Sue and Martin in Mallorca 2019

Sue and Martin in Mallorca 2019
On the Archduke's Path in Mallorca

Monday, 21 April 2025

October 1997 - The 'Shipton/Tilman' Route - Day 16 - October 26


                              Looking back to Ghangaria

Sunday 26 October

Usual 6:30 tea, 7:30 breakfast seems very leisurely. Lovely omelette and spicy rissoles.

By 8am we are off up to the Valley of Flowers. It takes two hours to get to the stream crossing where I stopped yesterday - partly due to waiting for Richard, who disappeared and was not seen again, and various ablution stops (frozen snow is no substitute for a bidet!).

There are crisp autumn leaves on the well engineered path, and just a few frozen snow patches. As yesterday there are occasional clouds of insects, but these are not as much of a problem as the seeds which stick resolutely to everything, especially socks, and find their way into boots.


An eagle floated overhead on the thermals

One of very few flowering plants

View from the stream crossing

The stream crossing is accomplished with just one wet foot for Julia, and we wait again for Richard whilst burning some of the rubbish which abounds here. Eventually Anil decides to continue to wait, whilst Julia, John and I continue along a thin stone path. After a while this comes to an end and we proceed across rough ground through giant hogweed, giant knotweed, and rhododendron, etc.

There are several gulches which also make it hard going. Julia falls behind and sits on a rock, whilst John and I head the full 5 km up the valley to round the far corner and get a splendid view of Nilgiri Parbat (6474 metres). Rataban (6166 metres) has been in sight, dominant at the head of the valley, for quite some time. (See yesterday’s map.) We are beside the river, and further on there is glacial moraine. It's not clear where the ice starts, but far above is a big hanging glacier.

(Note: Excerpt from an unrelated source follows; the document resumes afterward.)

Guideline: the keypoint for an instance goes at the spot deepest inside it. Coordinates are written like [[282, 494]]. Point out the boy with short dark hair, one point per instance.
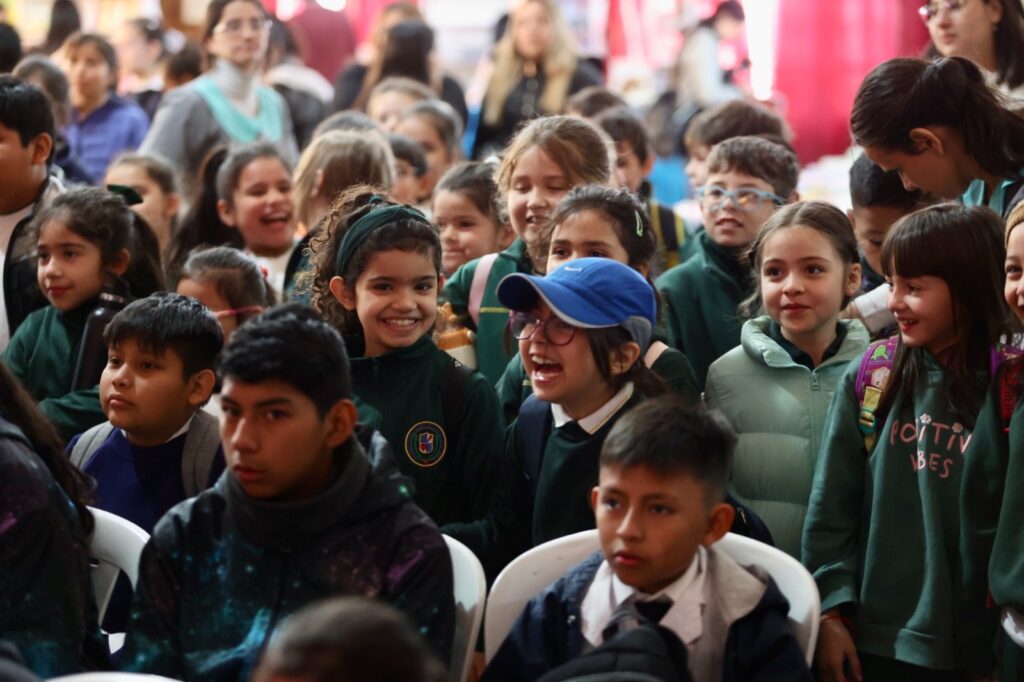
[[749, 178], [308, 509], [659, 508]]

Martin and John proceed up the valley


We find a gentian which we conclude is a local variety of Gentiana depressa. Nothing else is in flower.

There are remnants of lots of different types of flower, including orchids, thistles, lilies and asters - which at time of flowering turn the valley into a big spread of purple (according to photos).

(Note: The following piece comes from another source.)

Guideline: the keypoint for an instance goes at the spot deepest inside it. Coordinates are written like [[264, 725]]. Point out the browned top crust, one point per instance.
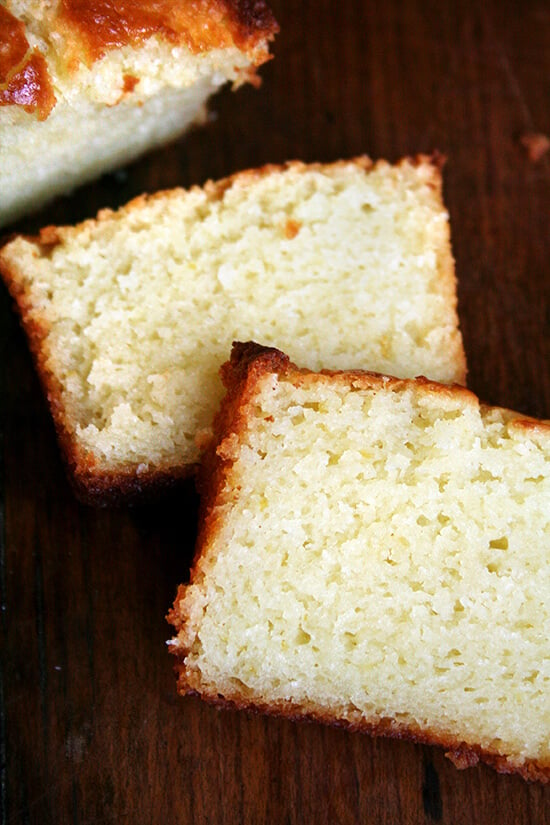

Above: Valley of the Flowers using Olympus 110 camera and Konica VX100 print film.
Prints scanned using HP Envy 5020 printer.

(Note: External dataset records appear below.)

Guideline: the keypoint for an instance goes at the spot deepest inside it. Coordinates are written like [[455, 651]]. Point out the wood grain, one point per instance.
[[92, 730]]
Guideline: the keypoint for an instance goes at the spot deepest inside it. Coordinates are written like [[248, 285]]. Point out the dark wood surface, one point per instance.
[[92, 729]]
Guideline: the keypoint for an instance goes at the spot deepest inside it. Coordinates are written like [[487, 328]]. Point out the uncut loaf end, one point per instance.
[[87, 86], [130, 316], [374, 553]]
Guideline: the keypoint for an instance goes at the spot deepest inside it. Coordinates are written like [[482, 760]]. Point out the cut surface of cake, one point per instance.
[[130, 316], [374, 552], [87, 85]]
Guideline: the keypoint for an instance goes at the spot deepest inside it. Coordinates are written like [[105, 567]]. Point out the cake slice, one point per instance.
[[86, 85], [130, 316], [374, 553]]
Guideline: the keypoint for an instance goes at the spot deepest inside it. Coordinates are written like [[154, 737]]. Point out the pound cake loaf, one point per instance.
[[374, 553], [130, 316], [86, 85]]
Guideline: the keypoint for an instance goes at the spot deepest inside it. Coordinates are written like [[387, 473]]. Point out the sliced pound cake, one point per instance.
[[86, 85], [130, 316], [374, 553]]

Below: Valley of the Flowers using Canon EOS500 camera and Fujichrome Sensia 100 slide film.
Slides scanned using Minolta Dimage Scan Elite 5400

Valley of the Flowers views, with Nilgiri Parbat and Rataban


John returns through head high vegetation

After lingering here until 1pm we return along a narrow indistinct path which wasn't obvious on the outward trip. We later discover that Julia also found it, and it takes us satisfactorily back down this beautiful valley, on a lovely day but with increasing afternoon cloud as usual, to the stream crossing where Anil was left.

John and I have collected rubbish from the path (which makes John very angry) and burn this by the stream.

Soon a heavily laden Anil, and Richard with no rucksack, appear. It seems Richard had a headache and returned to bed, later to recover sufficient for him to get to the Valley of Flowers if Anil took his rucksack! (That's Anil's abbreviated version - Richard's full explanation is a lot longer and is very involved as he is a doctor and worries.)

Anil, John and Richard return to the valley to look for a grave (Mrs Smith) which Anil says is there. They fail, but they do find the grave of Mrs Legg, which Julia also found. Anil's story of a Mrs Smith being laid to rest in the valley after she killed herself pulling up a flower is discredited.

There is a lot of sensitivity about the Valley of Flowers. During the season checks are made to ensure that herbs and plants are not taken away - there is a special gate on a bridge. We hope John's uprooted orchids will get through customs.

I amble down to Gangaria by about 4:30pm. The room is already dark and cold, but a pleasant hour and a half is spent in my sleeping bag chatting with Julia, before the others arrive, in darkness (having wasted much time in the abortive search for Mrs Smith's grave), enabling further tea and welcome battered nibbles to be consumed.

Pawan's final meal for us is quite a banquet, with vegetable soup, fried rice, chop suey, spring rolls, crispy noodles and tomatoey sauce, cheese and tomato paneer, mixed vegetable (mild curry), and a tomatoey dish with potato, followed by ginger cake and coffee / ovaltine. Another excellent meal, with some more of John's vodka rounding things off.